By Jim Mahler, President, Community College Council
It’s taken for granted these days that as far as state budget decisions go, Republican legislators are bystanders, while the Democratic supermajority makes the major fiscal decisions.
However, Republican lawmakers and their constituents have new reason to celebrate, as far as California Community Colleges go, if Gov. Brown gets his way and the proposed new community college funding formula becomes law.
The governor’s 2018-19 budget proposes a record-setting increase of nearly a billion dollars in new resources to the community college system. The governor’s proposal also ensures that 67 percent of the community college districts which will benefit the most from these new riches will be districts represented by Republican legislators, while nearly 80 percent of the districts that stand to lose as a result of this new funding formula are districts represented by the supermajority Democrats.
Realizing the negative impact this new funding formula will have on the majority of community colleges, the governor has included a “hold harmless” provision in the new funding formula whereby community colleges will be guaranteed to not fall below their 2017-18 allocation for the next two years. After that? As the woman said just as she fell out of the high-rise window “I don’t see any problem yet.”
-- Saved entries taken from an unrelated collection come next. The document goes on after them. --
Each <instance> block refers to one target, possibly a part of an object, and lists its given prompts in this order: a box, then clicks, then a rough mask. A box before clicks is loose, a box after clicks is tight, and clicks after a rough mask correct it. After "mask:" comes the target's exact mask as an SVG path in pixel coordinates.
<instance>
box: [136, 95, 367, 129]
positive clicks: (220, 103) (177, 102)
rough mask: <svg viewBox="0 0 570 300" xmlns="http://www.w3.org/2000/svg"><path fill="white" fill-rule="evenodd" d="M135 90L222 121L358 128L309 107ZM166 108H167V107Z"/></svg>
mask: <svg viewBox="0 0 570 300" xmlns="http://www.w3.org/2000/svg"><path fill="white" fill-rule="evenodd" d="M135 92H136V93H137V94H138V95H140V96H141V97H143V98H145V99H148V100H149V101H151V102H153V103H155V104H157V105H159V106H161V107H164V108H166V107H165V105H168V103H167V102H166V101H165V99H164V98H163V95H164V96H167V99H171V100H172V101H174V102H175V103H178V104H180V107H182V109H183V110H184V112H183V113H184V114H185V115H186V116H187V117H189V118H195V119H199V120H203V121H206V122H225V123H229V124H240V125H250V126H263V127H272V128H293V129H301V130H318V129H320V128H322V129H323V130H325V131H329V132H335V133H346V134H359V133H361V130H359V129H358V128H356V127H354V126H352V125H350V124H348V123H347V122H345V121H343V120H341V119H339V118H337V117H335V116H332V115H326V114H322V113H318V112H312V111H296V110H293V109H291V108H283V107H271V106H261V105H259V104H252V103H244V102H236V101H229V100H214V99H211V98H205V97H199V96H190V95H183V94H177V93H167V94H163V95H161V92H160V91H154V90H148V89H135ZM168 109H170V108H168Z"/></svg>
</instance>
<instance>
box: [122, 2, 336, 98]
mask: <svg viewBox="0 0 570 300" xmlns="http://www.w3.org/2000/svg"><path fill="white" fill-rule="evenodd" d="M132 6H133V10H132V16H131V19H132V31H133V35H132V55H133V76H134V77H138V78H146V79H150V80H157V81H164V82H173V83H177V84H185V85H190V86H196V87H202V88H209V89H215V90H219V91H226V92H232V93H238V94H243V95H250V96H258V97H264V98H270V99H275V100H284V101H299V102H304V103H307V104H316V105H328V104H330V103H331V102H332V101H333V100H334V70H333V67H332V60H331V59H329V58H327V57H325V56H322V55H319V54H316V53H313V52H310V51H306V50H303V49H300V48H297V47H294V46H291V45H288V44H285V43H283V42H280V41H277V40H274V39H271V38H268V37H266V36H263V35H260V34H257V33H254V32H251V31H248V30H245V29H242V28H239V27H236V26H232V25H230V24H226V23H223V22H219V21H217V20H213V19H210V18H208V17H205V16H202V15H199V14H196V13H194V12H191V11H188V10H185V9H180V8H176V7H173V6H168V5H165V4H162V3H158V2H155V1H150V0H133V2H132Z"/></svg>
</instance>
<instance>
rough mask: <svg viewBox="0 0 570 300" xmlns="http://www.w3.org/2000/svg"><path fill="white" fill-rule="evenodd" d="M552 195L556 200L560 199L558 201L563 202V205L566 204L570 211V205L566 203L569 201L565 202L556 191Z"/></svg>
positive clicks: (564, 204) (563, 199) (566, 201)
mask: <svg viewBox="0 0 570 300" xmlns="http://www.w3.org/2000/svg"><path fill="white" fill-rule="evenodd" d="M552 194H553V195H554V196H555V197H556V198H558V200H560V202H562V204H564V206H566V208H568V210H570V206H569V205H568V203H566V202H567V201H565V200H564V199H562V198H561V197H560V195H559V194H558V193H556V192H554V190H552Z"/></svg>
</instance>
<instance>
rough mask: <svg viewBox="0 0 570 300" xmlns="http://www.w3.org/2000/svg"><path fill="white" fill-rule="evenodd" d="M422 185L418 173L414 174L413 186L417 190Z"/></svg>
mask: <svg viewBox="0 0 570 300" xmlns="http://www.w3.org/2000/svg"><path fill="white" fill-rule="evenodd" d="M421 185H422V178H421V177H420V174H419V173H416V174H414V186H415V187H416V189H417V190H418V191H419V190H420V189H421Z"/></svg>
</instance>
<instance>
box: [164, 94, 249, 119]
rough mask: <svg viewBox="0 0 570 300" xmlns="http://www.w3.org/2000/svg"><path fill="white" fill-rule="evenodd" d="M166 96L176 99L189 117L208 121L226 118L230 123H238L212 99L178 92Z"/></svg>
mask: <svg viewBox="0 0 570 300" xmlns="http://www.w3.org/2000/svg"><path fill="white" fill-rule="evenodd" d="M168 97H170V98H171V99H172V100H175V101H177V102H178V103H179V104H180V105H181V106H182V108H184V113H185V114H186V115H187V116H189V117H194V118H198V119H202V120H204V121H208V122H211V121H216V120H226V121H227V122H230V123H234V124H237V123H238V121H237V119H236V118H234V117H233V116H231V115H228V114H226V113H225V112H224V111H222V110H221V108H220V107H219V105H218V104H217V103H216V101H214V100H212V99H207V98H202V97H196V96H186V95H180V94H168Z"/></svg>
The governor wants this new funding formula so badly that he has allocated 54 percent of all new community college funding to fund this “hold harmless” provision. The fact that 54 percent of the community college allocation must be used to “fix” the shortcomings in the proposed funding formula should be telling in and of itself.
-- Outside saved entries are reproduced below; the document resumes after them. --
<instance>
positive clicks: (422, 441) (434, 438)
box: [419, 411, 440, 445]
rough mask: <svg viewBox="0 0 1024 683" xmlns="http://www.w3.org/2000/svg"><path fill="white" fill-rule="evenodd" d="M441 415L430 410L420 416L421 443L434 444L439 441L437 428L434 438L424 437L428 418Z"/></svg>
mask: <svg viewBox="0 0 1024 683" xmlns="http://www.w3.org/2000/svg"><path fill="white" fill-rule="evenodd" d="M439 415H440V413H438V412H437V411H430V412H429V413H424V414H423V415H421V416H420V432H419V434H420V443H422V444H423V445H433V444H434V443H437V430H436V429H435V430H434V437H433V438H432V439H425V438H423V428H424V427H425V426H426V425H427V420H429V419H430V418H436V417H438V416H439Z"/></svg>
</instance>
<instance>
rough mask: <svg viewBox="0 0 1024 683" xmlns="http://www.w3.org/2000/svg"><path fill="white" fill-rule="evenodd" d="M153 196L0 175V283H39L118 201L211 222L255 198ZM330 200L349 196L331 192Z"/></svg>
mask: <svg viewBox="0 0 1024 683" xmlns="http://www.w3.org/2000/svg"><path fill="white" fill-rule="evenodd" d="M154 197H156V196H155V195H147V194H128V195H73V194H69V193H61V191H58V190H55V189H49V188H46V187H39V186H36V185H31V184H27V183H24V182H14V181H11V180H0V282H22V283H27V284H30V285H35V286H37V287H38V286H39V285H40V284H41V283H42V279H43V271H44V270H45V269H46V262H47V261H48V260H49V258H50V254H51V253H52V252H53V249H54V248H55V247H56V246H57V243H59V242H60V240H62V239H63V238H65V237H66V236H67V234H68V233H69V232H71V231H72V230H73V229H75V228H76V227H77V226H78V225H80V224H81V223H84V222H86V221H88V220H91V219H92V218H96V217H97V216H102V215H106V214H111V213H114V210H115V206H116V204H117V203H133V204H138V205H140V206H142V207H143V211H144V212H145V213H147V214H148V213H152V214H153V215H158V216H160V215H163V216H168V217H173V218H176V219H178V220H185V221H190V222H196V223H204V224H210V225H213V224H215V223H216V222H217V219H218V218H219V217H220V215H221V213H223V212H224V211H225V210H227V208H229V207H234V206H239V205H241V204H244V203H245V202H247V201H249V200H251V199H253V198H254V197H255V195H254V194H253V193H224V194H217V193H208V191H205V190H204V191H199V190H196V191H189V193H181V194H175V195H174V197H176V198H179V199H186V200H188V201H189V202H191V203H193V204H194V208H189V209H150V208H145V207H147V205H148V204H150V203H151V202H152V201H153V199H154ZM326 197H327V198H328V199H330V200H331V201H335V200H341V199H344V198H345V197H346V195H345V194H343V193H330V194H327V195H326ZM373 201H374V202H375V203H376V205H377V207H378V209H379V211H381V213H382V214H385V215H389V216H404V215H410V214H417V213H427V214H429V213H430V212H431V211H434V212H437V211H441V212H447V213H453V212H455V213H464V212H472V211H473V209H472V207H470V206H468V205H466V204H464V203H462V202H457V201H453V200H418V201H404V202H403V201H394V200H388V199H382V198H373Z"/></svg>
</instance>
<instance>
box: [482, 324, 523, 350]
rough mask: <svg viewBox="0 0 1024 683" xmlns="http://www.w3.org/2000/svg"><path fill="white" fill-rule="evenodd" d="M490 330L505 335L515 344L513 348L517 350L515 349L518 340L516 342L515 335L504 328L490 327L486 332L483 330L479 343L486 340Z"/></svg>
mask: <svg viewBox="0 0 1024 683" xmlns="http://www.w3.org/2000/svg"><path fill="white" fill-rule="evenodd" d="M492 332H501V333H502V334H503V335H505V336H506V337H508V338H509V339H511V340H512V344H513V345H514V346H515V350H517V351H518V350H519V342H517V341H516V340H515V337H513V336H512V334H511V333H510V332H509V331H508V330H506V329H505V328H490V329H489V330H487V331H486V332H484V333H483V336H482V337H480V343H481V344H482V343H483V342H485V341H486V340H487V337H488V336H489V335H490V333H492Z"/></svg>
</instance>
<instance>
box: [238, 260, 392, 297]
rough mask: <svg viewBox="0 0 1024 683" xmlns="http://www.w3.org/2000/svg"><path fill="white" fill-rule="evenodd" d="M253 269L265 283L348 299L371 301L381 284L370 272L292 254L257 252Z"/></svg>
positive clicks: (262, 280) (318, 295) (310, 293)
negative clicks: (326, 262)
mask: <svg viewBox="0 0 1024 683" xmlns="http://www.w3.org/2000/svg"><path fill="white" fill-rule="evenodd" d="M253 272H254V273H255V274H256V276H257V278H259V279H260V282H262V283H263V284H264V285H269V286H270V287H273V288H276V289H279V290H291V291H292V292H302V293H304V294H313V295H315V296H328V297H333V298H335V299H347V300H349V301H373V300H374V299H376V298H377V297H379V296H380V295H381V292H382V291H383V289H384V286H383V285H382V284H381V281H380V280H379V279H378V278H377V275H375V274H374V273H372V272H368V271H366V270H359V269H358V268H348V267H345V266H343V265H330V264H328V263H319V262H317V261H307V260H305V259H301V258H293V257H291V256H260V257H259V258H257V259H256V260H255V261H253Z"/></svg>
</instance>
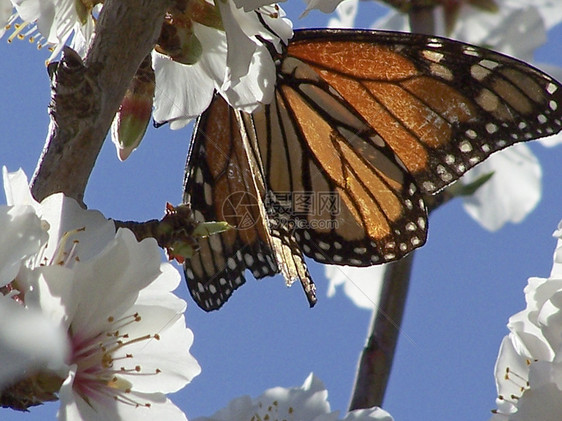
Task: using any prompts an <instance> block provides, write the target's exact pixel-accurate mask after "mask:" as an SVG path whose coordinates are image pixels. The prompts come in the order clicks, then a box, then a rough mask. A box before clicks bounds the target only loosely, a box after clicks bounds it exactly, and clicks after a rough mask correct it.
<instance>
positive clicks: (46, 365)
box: [0, 225, 70, 391]
mask: <svg viewBox="0 0 562 421" xmlns="http://www.w3.org/2000/svg"><path fill="white" fill-rule="evenodd" d="M0 226H2V225H0ZM0 320H2V323H0V359H1V360H2V362H3V363H2V364H0V391H2V389H3V388H4V387H7V386H11V385H13V384H14V383H16V382H17V381H18V380H20V379H22V378H24V377H25V376H28V375H30V374H32V373H34V372H35V371H36V370H41V369H44V368H47V367H48V368H49V369H51V370H57V369H58V368H60V367H62V366H63V365H64V360H65V359H66V358H67V356H68V355H69V351H70V347H69V343H68V342H67V340H66V332H65V331H64V330H63V329H62V328H61V326H59V325H58V324H56V323H54V322H53V321H52V320H50V319H49V318H47V317H45V314H44V313H43V312H41V311H39V310H36V309H29V308H26V307H24V306H23V305H21V304H19V303H17V302H16V301H15V300H13V299H12V298H9V297H7V296H0Z"/></svg>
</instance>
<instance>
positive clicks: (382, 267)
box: [324, 265, 386, 310]
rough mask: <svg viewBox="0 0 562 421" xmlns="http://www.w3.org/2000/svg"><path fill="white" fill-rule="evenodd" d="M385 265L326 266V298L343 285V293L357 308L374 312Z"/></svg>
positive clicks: (382, 276)
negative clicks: (354, 266)
mask: <svg viewBox="0 0 562 421" xmlns="http://www.w3.org/2000/svg"><path fill="white" fill-rule="evenodd" d="M385 267H386V266H385V265H375V266H371V267H367V268H360V267H359V268H358V267H352V266H336V265H326V266H325V268H324V274H325V275H326V278H327V279H328V281H329V285H328V293H327V295H328V297H332V296H333V295H335V293H336V288H337V287H338V286H340V285H343V291H344V292H345V294H346V295H347V296H348V298H349V299H350V300H351V301H352V302H353V304H355V305H356V306H357V307H360V308H364V309H367V310H374V309H376V308H377V307H378V305H379V299H380V292H381V288H382V282H383V276H384V271H385Z"/></svg>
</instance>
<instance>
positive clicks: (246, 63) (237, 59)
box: [153, 1, 292, 129]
The new funding formula was purportedly devised to help those districts that have a higher percentage of at-risk students. But 20 percent of the new funding proposal is based on student “performance” indicators, despite the fact that research shows that performance funding inadvertently hurts students of color and low-income students, and the colleges that serve large numbers of these students.
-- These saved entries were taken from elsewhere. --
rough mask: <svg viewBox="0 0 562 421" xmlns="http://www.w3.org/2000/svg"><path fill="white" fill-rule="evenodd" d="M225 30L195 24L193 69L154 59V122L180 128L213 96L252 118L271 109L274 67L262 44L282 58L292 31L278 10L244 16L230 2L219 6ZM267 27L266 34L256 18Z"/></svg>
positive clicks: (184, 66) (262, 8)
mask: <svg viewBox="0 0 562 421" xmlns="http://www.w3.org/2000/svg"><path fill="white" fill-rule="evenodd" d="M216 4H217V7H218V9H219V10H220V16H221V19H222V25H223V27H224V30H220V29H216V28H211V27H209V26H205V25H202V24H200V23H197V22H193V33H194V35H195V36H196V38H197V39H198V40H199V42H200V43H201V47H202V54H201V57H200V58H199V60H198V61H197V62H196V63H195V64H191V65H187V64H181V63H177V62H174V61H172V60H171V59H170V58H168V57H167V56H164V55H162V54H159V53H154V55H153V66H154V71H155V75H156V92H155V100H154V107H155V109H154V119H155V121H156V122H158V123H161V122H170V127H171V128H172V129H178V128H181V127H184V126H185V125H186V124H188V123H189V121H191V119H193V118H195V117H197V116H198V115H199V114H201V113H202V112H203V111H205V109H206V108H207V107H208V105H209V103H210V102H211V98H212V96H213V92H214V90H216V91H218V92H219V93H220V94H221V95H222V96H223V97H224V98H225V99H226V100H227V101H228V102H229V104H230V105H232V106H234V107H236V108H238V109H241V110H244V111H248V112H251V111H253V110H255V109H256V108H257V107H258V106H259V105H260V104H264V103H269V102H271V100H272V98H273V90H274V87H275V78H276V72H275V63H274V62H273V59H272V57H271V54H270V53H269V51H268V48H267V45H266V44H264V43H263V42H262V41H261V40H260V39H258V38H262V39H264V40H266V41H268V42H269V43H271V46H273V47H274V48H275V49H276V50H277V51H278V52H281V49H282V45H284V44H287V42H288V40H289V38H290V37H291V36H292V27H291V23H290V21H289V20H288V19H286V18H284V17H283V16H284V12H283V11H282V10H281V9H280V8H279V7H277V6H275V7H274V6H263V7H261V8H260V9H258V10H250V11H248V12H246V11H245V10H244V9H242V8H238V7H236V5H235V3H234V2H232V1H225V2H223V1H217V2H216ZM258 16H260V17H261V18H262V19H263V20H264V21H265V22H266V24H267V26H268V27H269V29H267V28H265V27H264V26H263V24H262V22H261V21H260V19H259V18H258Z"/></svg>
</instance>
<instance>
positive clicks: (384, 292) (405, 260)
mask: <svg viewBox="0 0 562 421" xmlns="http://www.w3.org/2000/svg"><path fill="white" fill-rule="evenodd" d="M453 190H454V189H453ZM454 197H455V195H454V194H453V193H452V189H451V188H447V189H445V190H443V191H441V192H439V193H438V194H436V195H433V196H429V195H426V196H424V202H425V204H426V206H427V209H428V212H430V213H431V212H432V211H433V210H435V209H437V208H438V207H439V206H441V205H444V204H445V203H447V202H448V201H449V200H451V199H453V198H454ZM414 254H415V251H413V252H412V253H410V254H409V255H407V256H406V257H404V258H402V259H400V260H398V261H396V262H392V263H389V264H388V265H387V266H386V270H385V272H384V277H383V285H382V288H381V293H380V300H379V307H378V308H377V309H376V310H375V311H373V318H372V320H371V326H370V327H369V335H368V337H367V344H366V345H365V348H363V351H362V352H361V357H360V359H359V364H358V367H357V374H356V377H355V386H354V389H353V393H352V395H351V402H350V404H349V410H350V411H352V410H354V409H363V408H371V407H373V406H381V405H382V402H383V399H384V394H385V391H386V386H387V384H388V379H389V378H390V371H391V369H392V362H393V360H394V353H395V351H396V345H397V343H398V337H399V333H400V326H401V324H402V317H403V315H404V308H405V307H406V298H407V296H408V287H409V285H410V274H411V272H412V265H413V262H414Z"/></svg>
Several years ago the Legislature adjusted the community college funding formula to ensure all districts received equal revenue per student served. The new funding formula widens the gap between the richest and poorest districts by over 25 percent after just two years. Thus the new funding formula runs 180 degrees counter to the previous intent of the Legislature to ensure all districts are equally, and fairly funded.
The vast majority of students this new formula claims to help, those students most at-risk, are disproportionately found in non-credit programs, yet there is no provision in the new formula to address the needs of non-credit college students.
The proposed funding formula also strips the Legislature of its authority to set the statewide funding formula because it recognizes that the proposed formula will have unintended consequences and will need to be fixed in short order, likely multiple times.
This new proposed funding formula has been widely criticized by stakeholder constituent groups as having been created with little or no input, and being hastily constructed in just a few weeks time without the benefit of reliable simulations that would show the true long-term effect this new funding formula will have on the students it promises to serve.
The California Community College system is the largest system of higher education in the nation, serving roughly one-quarter of the nation’s community college students, which equates to over 2 million students. These students deserve better than this.
Students and districts would be better served by following the Assembly Budget Committee’s recommendation to study this matter in much greater detail, including input from all system stakeholders, and report back to the Legislature next year.
Otherwise, if this hastily conceived new formula becomes law, the governor’s legacy will be one of the greatest transfers of wealth from Democratic to Republican constituents in the history of the State. As the El Camino Community College president recently called it: “The worst experiment in public higher education California has ever seen.”
The governor’s proposal is not just bad politics for Democrats,
it’s bad policy for our colleges and our students.
Jim Mahler is president of the Community College Council of the California Federation of Teachers.